Brazil's top electoral court, the Superior Electoral Tribunal, started a trial June 6 that may unseat President Michel Temer over alleged illegal campaign financing, The Wall Street Journal reported.
Temer and former President Dilma Rousseff allegedly financed their 2014 election campaign from a corruption scheme at oil company Petrobras, an accusation they both deny, according to the report. The oil company maintains that it was a victim of the scheme.
Brazil's Supreme Court on May 18 opened an investigation into Temer on allegations that he endorsed bribery of a potential witness in the country's massive Lava Jato graft probe that was allegedly captured on an audio recording.
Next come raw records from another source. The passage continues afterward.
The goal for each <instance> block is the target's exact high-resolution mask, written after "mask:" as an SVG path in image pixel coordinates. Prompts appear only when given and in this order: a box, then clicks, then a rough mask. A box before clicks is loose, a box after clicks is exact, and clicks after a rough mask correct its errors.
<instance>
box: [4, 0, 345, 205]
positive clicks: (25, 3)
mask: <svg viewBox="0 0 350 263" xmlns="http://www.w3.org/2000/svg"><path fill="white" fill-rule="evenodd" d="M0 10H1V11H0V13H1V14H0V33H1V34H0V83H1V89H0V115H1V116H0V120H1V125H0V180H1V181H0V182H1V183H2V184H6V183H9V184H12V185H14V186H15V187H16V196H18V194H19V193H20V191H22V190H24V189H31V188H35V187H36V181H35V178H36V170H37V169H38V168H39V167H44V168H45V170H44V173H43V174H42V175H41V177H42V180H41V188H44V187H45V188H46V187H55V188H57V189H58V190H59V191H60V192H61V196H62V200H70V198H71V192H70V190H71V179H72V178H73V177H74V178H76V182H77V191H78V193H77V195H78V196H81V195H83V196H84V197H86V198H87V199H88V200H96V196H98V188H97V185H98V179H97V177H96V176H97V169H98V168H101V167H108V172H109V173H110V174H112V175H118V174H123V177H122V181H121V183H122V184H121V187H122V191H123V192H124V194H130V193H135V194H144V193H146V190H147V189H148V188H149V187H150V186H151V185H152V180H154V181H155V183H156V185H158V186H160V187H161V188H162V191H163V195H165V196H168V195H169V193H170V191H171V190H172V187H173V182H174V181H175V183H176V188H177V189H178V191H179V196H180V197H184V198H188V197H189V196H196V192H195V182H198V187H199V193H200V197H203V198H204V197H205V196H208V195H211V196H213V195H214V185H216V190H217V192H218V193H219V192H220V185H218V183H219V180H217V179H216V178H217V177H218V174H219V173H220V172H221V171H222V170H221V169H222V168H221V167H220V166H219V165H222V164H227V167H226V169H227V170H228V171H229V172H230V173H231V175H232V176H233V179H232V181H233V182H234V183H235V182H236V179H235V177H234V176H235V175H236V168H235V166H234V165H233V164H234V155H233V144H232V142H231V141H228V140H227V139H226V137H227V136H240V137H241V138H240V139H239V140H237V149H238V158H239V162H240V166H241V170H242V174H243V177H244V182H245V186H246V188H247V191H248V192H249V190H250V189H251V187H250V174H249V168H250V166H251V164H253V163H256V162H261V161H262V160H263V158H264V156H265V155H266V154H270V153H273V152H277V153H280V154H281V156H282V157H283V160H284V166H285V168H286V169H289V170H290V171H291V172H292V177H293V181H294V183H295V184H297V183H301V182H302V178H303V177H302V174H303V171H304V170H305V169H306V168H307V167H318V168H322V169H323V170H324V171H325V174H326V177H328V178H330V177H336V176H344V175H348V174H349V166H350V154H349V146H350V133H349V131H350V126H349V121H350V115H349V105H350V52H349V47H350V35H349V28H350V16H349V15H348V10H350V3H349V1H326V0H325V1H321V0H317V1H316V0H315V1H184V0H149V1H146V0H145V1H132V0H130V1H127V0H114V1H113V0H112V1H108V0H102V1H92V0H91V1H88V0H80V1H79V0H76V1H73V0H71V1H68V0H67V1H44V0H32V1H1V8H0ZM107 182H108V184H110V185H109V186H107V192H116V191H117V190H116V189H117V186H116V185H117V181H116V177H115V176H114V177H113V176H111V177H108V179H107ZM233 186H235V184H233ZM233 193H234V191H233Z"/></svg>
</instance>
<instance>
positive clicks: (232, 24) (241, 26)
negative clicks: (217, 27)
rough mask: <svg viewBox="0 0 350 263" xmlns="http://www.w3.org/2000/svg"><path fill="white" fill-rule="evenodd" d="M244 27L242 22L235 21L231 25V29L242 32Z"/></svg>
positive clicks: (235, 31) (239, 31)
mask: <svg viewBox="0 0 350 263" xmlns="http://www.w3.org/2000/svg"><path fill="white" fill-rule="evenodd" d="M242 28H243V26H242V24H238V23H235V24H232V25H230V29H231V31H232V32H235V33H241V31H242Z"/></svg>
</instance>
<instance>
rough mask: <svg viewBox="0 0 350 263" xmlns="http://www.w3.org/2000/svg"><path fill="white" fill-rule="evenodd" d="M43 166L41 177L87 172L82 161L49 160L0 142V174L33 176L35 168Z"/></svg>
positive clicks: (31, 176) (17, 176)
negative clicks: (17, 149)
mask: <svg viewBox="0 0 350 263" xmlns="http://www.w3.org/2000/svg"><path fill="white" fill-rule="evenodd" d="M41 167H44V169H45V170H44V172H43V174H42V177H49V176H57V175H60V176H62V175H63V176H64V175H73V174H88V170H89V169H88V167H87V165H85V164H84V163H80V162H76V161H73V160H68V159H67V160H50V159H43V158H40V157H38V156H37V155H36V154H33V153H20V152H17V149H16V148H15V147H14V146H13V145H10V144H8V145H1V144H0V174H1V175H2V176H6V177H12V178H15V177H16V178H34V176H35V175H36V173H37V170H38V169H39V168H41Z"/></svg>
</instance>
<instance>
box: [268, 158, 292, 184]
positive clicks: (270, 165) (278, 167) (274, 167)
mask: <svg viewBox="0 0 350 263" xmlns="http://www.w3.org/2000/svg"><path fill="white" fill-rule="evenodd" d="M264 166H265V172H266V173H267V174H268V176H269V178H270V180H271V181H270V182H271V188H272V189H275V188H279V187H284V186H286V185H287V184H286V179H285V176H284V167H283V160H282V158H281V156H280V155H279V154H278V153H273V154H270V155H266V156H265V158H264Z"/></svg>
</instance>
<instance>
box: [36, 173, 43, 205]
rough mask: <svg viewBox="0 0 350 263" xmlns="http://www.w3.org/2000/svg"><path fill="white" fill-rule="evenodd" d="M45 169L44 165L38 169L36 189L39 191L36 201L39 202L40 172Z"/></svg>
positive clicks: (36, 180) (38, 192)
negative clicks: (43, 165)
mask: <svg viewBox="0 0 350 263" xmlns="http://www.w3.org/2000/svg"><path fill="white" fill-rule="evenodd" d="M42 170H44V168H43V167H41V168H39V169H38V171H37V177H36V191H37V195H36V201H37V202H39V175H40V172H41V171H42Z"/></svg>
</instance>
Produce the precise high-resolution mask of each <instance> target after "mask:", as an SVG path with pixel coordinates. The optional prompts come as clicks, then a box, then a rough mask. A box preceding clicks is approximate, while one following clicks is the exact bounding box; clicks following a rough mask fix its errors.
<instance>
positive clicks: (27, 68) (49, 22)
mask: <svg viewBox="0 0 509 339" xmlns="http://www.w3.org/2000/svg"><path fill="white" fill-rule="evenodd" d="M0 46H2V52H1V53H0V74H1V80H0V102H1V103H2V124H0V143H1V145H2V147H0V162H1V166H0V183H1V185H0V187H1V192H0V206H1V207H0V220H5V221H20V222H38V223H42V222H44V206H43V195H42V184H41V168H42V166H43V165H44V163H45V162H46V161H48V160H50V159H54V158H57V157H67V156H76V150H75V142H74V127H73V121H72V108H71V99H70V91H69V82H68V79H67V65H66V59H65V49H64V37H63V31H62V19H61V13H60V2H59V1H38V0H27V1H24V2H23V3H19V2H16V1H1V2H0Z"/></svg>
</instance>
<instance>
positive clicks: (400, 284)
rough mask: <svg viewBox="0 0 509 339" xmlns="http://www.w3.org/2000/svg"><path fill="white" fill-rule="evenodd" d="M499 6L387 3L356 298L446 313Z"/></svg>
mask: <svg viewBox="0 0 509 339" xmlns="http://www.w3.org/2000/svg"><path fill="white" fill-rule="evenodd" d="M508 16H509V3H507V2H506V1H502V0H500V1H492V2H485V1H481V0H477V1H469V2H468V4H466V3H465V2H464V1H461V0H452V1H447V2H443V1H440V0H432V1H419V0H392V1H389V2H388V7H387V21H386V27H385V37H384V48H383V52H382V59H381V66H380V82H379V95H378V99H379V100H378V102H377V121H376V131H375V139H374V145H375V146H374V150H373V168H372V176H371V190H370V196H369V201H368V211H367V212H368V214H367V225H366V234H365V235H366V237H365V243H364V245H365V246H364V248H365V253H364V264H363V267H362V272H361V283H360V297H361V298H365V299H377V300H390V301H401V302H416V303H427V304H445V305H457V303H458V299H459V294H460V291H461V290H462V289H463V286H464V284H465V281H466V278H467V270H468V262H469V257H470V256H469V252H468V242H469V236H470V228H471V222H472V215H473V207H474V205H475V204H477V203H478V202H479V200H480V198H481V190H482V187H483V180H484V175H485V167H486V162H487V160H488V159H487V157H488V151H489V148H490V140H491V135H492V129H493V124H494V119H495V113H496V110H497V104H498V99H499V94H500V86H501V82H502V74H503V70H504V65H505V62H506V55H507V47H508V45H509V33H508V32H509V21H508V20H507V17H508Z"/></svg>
Meanwhile, executives at meatpacking giant JBS SA said they paid out bribes in relation to loans and pension funds from Banco Nacional de Desenvolvimento Econômico e Social, parts of which were used as campaign donations to Temer and Rousseff and another former president, Luiz Inacio Lula da Silva.
The tribunal's decision, which could take weeks if not months, can be appealed by Temer. If the tribunal's ruling is against Temer, his main ally, the Brazilian Social Democracy Party, is likely to abandon his government, Paulo Bauer, leader of the party in the Senate, reportedly said.
Rousseff, also under investigation by the top electoral court, was impeached in 2016.